2013年5月30日木曜日

ブラック企業の増幅

 ブラック企業とは何か?
 一言で言えば、労働基準法を守らない、または意図的に労働基準法を無視している企業のことです。
 例えば、「見なし残業」。これは新卒の学生がよく引っかかります。基本給に残業代が含まれており、残業しても基本給に含まれているので、残業手当は出ません。これが労働基準法に違反するかは、微妙なところもありますが、良心的な企業ならば、最初から明示しておくところでしょう。法の盲点を利用した手口です。

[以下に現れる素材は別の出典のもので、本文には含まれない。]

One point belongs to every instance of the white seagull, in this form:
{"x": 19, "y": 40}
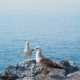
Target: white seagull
{"x": 27, "y": 50}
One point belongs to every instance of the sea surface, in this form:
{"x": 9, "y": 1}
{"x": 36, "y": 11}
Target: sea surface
{"x": 57, "y": 34}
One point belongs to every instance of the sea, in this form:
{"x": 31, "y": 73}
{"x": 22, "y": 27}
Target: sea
{"x": 58, "y": 35}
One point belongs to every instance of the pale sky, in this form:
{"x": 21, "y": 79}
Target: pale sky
{"x": 40, "y": 4}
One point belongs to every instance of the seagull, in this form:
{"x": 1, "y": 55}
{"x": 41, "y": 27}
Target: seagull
{"x": 27, "y": 50}
{"x": 45, "y": 62}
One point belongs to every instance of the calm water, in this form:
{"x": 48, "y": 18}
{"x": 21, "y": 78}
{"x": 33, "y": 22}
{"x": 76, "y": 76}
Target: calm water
{"x": 57, "y": 34}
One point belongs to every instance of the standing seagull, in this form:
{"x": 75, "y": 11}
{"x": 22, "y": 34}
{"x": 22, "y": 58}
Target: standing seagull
{"x": 27, "y": 50}
{"x": 45, "y": 62}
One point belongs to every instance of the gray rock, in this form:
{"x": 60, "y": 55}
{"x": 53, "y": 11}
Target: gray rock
{"x": 22, "y": 71}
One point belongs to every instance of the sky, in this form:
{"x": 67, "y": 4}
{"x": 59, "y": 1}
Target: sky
{"x": 40, "y": 5}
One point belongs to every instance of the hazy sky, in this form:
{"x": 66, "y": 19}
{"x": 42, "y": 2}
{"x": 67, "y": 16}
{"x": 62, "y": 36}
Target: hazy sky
{"x": 40, "y": 4}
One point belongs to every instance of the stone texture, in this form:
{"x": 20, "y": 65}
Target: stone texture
{"x": 22, "y": 71}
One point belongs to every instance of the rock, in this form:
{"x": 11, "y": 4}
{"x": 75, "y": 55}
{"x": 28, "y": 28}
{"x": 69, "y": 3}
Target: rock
{"x": 70, "y": 66}
{"x": 74, "y": 76}
{"x": 22, "y": 71}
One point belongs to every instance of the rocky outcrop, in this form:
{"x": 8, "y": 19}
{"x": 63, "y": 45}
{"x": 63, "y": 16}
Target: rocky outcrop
{"x": 22, "y": 71}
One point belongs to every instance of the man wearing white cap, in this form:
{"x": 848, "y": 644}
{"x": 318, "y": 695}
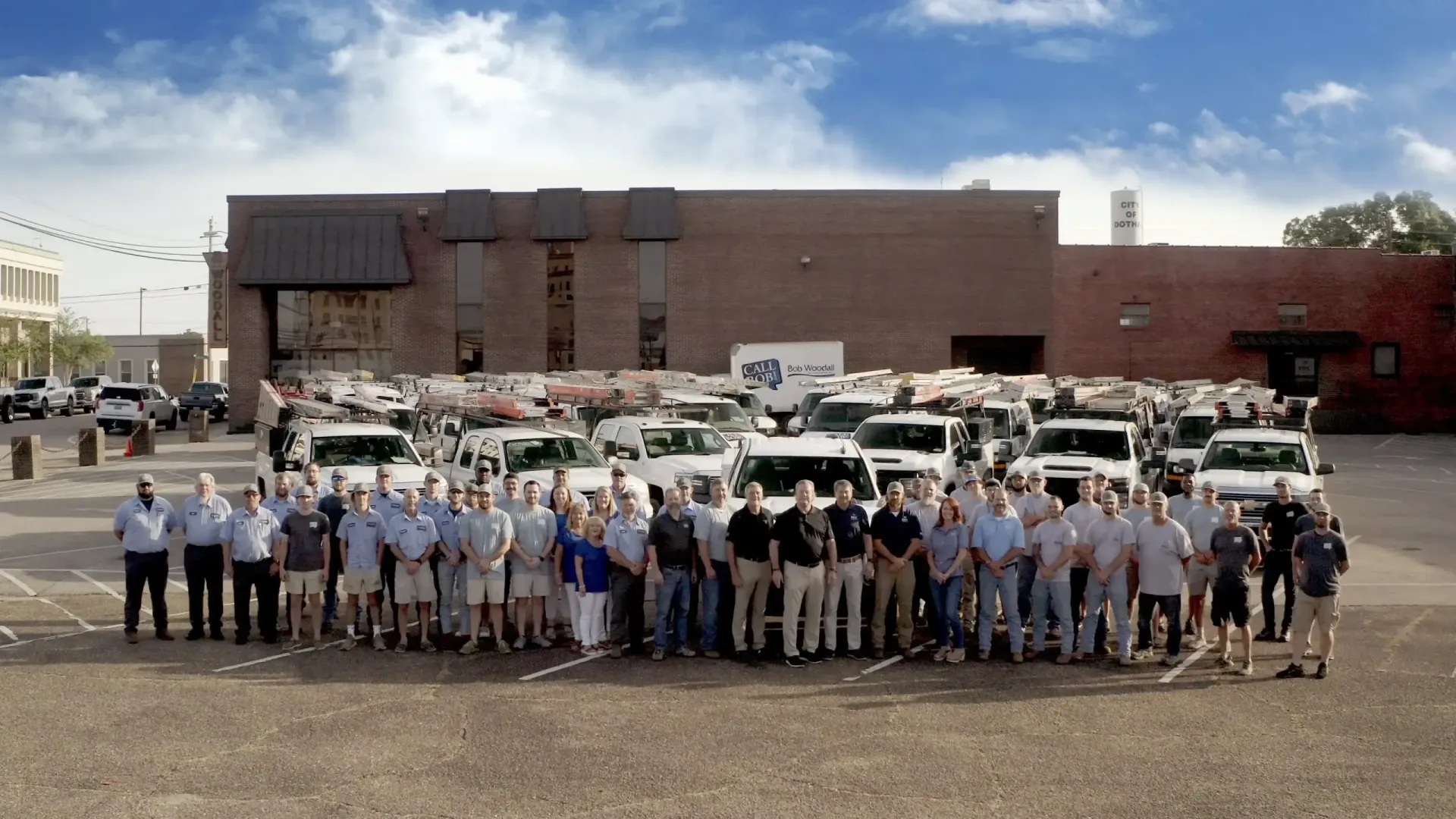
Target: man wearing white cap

 その他、休憩時間がない、これも労働基準法違反です。また労働基準法では、勤務時間は、例えば商業であれば、開店のための準備時間を含むことになっていますが、ブラック企業では含まれません。当然、実際の勤務時間は長くなります。
 普通、ブラック企業には労働組合がありませんので、就職した新人は相談する仲間のいません。孤立した状態に追い込まれます。人間は孤立すると、異常な精神状態に追い込まれます。本当は、労働側の弁護士や、その他の制度を利用したり、仲間作りをするといいと思うのですが、学校で労働組合のことを学ぶわけでもありません。大学の経済学部で教わる労働経済学(新古典派系)では、労働組合が労働市場を硬直化させるので、悪だと教える教師もいますので、最悪です。結局、孤立して自主退職します。
 それでは、労働基準法には、意味がないのか? 注意しなければならないのは、労働者が権利意識をもって労働基準法に違反していることを訴えない限り、当局は動かないという事実です。ちょっと違う領域のことですが、警察もよほど重大な犯罪でないかぎり動かず、日常のいざこざなどを取り締まるわけではないのと似ています。
 ブラック企業にとっては、従業員の一部がやめようが痛くも痒くもありません。現在のような就職状況では代わりはいくらでもいるからです。つまり社会全体がブラック化しているからです。
 昔、ケインズ以前にケインズと同じことを言った偉大な経済学者、M・カレツキは、企業者は、労働者が力を得ることを政治的に好まないため、高い失業率を欲すると言いました。これは少なくともブラック企業には完全に当てはまります。
 これをなくすためには、労働者が権利意識を持つこと、失業率を下げること、怪しい労働経済学者の言う事を聞かないことなど、いくつかの点が重要です。